I suppose this could be added but it is something an application also can easily do for itself.

>     curves = rhs.curves;

The straight reference, rather than a copy surprised me, but I suppose (I am not familiar with the working of the Area class) that all mutations must create a new Vector ...

-phil.


On 2/11/22 3:51 PM, Jeremy Wood wrote:
I’m working a lot with the Area class lately. Is there any interest in the following optimization?

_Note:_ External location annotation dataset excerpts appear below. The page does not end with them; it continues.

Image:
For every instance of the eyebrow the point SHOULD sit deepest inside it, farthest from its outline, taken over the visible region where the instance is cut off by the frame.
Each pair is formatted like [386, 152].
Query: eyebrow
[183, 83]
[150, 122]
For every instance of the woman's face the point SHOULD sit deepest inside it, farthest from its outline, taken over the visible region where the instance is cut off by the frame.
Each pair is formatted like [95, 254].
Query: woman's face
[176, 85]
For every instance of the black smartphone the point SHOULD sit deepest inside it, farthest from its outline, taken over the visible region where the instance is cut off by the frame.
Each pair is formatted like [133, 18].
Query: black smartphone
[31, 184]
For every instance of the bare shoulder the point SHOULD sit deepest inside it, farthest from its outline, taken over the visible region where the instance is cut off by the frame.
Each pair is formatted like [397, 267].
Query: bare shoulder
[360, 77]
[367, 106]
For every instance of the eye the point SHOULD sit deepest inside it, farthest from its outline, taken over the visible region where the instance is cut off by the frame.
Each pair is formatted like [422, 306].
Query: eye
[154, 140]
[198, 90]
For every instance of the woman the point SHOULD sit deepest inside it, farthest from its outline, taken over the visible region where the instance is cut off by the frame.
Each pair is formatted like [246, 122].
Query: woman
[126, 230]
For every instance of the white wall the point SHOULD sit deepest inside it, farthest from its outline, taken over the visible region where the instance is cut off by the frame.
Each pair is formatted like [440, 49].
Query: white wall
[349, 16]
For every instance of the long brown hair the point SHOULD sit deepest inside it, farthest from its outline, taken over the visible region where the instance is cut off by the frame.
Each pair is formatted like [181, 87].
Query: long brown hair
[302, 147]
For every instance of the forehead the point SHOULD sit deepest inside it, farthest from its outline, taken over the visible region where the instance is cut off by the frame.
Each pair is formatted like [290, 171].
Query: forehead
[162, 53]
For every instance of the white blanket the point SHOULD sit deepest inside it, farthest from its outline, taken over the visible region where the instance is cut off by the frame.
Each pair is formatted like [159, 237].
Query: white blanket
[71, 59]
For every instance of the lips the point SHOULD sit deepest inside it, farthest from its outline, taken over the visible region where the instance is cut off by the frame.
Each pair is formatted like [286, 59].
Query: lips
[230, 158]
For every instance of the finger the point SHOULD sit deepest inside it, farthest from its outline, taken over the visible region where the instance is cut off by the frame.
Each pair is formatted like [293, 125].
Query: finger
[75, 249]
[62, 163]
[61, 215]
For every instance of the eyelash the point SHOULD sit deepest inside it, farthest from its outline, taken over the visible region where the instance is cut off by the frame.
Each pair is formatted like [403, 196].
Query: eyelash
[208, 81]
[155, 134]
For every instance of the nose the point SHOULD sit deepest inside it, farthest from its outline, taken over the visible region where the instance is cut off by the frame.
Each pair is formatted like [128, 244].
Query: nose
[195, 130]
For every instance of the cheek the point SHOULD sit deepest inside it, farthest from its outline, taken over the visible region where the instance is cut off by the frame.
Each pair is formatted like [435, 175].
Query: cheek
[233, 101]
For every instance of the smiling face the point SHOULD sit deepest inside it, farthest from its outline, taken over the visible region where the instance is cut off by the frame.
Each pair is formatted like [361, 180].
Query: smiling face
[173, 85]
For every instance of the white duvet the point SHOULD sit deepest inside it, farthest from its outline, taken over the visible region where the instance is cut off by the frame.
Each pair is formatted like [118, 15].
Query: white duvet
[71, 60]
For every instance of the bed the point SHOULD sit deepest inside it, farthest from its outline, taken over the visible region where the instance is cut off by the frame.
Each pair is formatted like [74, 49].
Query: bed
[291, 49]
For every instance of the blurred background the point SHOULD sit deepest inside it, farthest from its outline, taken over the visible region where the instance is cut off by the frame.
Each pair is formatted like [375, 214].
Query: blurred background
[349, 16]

Area#add(Area) currently resembles:

public void add(Area rhs) {
  curves = new AreaOp.AddOp().calculate(this.curves, rhs.curves);
  invalidateBounds();
}

I propose replacing it with:

public void add(Area rhs) {
  if (isEmpty()) {
    curves = rhs.curves;
  } else if (rhs.isEmpty()) {
    return;
  } else {
    curves = new AreaOp.AddOp().calculate(this.curves, rhs.curves);
  }
  invalidateBounds();
}

If either operand is empty then this is effectively a null op. But the current implementation may still take several seconds to return depending on the complexity of the non-empty operand.

For example the following two snippets of code may have significantly different execution times:

Area sum = new Area();
for(Shape shape : incomingShapes) {
  sum.add(new Area(shape));
}

vs

Area sum = new Area(shapes.get(0));
for(int a = 1; a < incomingShapes.size(); a++) {
  Shape shape = incomingShapes.get(a);
  sum.add(new Area(shape));
}

And similarly we could review the other operations (subtract/intersect/exclusiveOr/transform) for obvious potential null ops.

If I understand openjdk rules correctly: I'm not authorized to submit an openJDK ticket. Does this interest anyone else on this list enough to submit this as an openJDK ticket? (I'm happy to work on it if I can help.)